Gilda noticed Mrs. Luard’s crutches leaning against the couch and an assortment of pills and liquid medications on a side table. In one corner of the room, there was an ominous contraption that resembled an oxygen tank, and the remnants of carryout containers cluttered a small coffee table. The room was dark and Gilda perceived the faint odor of feet. She watched as Danny stuffed a handful of crisps into his mouth.
“Danny helps me run the place, don’t you, Danny?”
Danny nodded without looking at Gilda.
“He’s a dab hand with the repairs and upkeep.”
“That’s good to know,” said Gilda. “I think the shower upstairs is broken.” She couldn’t help thinking that Danny didn’t seem to be much of a “dab hand” with anything that didn’t involve potato chips.
“Have to turn on the switch,” said Danny, still not looking at Gilda, as if actually looking at her while talking would be an admission of some defeat. “Americans always get that wrong. I had three people knocking on my door this morning with that same question.”

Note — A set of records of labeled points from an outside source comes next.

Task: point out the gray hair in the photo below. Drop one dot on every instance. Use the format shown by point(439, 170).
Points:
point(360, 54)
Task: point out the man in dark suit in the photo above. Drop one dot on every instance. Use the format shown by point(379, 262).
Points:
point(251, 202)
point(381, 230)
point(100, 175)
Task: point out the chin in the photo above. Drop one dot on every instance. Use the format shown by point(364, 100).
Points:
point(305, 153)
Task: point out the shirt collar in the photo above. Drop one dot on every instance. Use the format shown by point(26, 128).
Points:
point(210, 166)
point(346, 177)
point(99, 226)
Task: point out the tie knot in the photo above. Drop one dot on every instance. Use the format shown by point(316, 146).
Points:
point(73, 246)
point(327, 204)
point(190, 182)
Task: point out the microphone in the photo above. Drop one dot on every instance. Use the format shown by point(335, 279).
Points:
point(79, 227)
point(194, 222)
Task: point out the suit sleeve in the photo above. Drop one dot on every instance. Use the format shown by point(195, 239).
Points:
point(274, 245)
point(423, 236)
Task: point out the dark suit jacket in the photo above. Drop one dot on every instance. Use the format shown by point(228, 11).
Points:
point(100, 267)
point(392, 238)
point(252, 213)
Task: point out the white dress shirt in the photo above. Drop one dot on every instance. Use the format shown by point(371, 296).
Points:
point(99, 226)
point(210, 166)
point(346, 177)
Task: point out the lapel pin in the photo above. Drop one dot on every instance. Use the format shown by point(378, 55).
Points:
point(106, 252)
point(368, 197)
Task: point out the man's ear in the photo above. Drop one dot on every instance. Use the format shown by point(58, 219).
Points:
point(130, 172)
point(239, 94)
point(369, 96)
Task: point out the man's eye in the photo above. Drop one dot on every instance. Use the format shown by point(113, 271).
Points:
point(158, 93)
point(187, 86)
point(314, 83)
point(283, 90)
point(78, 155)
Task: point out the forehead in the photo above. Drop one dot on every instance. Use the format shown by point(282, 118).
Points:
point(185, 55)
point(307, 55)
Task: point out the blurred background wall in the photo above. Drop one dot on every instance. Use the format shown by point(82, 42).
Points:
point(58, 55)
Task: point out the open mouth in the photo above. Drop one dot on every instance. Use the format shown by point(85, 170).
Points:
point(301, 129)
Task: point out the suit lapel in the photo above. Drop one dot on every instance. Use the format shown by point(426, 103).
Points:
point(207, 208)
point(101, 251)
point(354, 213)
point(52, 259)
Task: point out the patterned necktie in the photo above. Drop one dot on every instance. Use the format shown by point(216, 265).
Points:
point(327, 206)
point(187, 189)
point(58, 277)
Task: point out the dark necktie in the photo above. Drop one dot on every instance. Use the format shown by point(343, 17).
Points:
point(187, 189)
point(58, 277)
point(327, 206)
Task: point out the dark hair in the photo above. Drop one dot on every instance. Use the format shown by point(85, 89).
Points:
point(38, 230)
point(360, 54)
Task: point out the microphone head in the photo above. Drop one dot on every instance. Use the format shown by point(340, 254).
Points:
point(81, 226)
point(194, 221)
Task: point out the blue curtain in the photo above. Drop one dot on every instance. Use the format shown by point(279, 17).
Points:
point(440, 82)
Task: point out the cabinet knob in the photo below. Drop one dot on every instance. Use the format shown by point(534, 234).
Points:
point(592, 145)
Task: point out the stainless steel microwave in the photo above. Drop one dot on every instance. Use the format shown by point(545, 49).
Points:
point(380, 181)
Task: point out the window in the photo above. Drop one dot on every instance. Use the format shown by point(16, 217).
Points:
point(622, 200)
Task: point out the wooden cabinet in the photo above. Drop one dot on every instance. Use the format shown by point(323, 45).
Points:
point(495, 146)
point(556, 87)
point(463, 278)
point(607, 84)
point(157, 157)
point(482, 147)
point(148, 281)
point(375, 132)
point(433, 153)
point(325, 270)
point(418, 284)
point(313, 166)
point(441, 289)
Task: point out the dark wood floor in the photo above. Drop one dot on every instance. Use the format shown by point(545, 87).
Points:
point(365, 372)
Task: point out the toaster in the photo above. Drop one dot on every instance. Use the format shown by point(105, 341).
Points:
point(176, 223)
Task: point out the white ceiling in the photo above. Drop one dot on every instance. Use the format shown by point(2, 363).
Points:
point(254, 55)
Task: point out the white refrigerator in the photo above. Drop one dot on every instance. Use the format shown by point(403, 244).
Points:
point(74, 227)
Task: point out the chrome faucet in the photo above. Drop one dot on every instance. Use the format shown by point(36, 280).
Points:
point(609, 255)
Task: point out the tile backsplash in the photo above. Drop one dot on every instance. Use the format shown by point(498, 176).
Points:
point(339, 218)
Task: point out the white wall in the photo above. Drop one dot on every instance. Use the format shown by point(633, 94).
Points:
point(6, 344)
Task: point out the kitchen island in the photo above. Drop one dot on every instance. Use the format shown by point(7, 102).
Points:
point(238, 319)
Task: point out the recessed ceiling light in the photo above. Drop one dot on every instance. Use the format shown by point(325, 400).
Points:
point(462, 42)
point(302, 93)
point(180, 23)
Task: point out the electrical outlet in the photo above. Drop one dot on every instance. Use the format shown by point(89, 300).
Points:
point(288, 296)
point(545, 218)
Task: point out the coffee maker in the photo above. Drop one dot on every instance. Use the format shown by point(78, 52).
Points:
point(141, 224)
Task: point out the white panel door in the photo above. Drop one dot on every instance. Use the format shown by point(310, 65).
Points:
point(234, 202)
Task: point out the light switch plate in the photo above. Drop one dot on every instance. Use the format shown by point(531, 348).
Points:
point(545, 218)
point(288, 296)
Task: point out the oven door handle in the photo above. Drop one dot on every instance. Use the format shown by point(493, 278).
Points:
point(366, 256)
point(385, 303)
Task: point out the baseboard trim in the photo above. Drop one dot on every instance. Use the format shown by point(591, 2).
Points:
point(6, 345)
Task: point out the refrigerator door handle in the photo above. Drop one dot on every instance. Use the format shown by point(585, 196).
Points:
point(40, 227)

Gilda couldn’t remember seeing any “switch,” but she decided not to press Danny further since the process of speaking seemed to irritate him. Besides, she sensed that he and his mother wanted to watch their television show, and she needed to ask a few probing questions while she had a chance.
“Something we can help you with, luv?”
“I just had a question about the house.”
“It’s a push button what flushes the toilet,” said Danny.